Despite the bitter disagreements within Iran’s political class over the 2015 agreement, the JCPOA (Joint Comprehensive Plan of Action), it has not as yet become an issue in the June 18 election. Both Rouhani and Supreme Leader Ali Khamenei have stressed that nuclear policy is made collectively, essentially through the Supreme National Security Council (SNSC), and not by the president. But on any sensitive issue, Khamenei is known to have the final word.
Rabiei said Tuesday the Vienna talks were “taking place in an independent, legal-based process and within the framework of the general policies of the nezam (‘system,’ or ‘regime’).” He said Iran’s negotiators in Vienna were following Khamenei “point by point.”
But the spokesman offered a mild rebuke to principlists who have criticized the government’s handling of the nuclear issue, suggesting that those wanting to “delay” the process should realize there was “no impasse in the Vienna talks.” Both Rouhani and Abbas Araghchi, the deputy foreign minister leading negotiators in the Austrian capital, have criticized media outlets, including state-owned IRIB, for reporting the talks as deadlocked or stymied by excessive United States demands.
Rabiei said there were “no big obstacles” in Vienna and that “agreements-in-principle” had been reached on the crux issues of which US sanctions would need lifting, and which steps in Iran’s nuclear program reversed, for the JCPOA to be back in place.
“It’s natural that…the multiplicity of sanctions introduced by the Trump administration [after leaving the JCPOA in 2018], and Iran’s response to those sanctions, have created a lot of details over which we need to hold talks,” he said. “None of this is insurmountable, and with political will in two capitals, these small differences will be resolved…these problems need time, focus and attention to detail.”
Increasing Uranium Stockpile
A quarterly report by the International Atomic Energy Agency sent to member states Monday confirmed continuing expansion of Iran’s nuclear program as both US sanctions and the Vienna talks continue. The agency said the three-monthly increase in Iran’s enriched-uranium stockpile was the lowest since August 2019. It was unclear how far this resulted from an attack on Iran’s Natanz plant on April 11, although the report’s figure of 20 cascades of centrifuges working at Natanz May 24, down from around 35, suggests it was a factor.
Iran’s enriched-uranium stockpile of 3,241 kg, reported by the IAEA, is well above the 202.8 kg JCPOA limit, if below the 6,000 kg Iran held in 2015, and includes 62.8 kg uranium enriched to 20 percent and 2.4 kg to 60 percent, exceeding the 3.67 percent JCPOA cap.

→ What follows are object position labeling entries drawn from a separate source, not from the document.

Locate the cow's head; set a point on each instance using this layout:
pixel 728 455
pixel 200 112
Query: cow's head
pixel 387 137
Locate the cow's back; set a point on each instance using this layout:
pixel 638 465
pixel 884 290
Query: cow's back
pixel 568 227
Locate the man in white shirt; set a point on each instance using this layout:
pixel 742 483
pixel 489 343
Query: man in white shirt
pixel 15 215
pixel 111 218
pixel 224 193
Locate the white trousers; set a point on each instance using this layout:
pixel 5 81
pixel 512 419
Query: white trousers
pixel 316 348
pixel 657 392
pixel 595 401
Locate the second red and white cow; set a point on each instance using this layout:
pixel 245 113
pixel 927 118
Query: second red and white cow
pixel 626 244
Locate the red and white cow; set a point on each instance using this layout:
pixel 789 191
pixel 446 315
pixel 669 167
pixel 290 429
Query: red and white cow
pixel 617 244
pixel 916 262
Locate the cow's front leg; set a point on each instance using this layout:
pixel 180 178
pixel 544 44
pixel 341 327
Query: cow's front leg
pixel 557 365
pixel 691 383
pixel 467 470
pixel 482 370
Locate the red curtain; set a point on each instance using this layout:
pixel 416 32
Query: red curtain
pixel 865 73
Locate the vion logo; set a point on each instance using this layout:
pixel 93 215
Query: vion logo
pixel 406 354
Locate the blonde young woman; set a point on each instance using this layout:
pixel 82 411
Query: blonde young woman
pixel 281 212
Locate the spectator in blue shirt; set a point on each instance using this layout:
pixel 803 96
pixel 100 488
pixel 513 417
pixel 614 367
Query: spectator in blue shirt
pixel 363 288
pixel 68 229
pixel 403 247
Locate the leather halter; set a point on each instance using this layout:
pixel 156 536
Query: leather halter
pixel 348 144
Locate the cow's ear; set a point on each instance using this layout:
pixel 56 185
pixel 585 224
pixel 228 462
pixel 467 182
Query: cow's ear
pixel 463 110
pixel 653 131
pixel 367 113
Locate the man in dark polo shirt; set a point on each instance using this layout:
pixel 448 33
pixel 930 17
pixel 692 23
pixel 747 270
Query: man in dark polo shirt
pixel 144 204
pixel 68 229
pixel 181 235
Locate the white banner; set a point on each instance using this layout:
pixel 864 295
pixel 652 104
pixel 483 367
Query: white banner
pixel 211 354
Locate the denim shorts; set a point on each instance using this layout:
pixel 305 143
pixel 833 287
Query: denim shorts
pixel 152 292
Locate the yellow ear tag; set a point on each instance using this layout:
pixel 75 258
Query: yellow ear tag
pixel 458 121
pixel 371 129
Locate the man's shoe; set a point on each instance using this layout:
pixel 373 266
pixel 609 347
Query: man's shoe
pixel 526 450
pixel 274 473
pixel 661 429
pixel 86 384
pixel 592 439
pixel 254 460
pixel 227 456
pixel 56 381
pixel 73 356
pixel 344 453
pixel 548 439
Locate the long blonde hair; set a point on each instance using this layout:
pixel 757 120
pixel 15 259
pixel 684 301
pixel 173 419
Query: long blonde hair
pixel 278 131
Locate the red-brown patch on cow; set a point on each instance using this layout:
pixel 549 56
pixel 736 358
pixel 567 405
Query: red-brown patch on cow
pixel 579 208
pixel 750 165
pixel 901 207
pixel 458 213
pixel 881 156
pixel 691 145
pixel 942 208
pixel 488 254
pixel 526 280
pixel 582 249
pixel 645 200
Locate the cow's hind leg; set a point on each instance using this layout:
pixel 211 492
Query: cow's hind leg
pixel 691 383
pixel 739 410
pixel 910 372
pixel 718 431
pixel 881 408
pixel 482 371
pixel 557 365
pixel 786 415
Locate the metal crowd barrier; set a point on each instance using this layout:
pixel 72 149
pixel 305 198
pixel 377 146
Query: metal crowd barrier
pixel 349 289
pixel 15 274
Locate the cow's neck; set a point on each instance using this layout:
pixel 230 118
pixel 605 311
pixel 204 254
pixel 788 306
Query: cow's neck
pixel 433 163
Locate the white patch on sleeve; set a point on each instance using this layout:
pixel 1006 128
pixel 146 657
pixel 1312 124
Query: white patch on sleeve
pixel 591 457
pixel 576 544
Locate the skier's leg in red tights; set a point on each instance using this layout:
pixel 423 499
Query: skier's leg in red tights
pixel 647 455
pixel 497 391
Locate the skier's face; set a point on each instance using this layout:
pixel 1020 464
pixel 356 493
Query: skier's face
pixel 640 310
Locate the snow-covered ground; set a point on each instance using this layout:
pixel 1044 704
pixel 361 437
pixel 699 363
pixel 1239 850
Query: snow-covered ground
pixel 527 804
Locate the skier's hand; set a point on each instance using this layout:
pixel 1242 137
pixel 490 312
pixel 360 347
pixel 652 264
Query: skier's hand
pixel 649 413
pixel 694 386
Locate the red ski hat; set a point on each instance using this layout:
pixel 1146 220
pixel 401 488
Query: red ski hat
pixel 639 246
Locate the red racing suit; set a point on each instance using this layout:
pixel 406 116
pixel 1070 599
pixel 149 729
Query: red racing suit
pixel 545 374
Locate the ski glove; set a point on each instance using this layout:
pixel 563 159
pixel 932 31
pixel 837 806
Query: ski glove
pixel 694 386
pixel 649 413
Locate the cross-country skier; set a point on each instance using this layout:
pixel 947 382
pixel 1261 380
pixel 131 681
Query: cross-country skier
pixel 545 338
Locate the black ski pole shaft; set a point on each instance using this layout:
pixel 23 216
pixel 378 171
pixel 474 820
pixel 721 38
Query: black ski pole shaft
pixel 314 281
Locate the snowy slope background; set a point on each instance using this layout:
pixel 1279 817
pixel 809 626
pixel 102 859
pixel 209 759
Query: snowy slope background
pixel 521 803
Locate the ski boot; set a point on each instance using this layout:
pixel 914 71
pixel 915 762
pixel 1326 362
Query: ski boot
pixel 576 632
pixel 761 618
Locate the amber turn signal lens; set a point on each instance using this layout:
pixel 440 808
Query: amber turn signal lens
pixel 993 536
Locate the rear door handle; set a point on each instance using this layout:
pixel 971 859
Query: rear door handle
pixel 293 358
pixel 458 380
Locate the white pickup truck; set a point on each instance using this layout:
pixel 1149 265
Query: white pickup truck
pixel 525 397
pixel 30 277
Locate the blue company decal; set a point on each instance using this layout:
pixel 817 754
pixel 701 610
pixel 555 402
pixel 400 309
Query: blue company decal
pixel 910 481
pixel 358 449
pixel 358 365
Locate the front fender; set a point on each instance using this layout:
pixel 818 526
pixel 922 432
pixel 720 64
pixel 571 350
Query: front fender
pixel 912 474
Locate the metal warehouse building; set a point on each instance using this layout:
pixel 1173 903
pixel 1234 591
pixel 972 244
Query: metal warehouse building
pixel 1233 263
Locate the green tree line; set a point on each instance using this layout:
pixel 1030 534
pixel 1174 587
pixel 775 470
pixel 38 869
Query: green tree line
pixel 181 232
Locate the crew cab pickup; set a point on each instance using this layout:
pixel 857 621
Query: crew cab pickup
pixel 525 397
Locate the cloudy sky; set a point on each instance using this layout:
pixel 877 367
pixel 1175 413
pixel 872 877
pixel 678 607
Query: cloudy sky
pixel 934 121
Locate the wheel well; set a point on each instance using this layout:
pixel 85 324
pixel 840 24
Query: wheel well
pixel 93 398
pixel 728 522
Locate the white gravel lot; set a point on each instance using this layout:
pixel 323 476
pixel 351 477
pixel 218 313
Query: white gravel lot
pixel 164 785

A separate IAEA report expressed IAEA concern over Iran’s failure to explain traces of nuclear material at three locations. The agency is currently monitoring Iran’s nuclear sites under an interim agreement – reached originally for three months in February, then extended for a month to around June 23 – giving greater access than required under the Nuclear Non-Proliferation Treaty but less than under the Additional Protocol to the NPT, which Iran suspended in February after a law was passed in December by members of parliament angered by the assassination in November of nuclear scientist Mohsen Fakhrizadeh.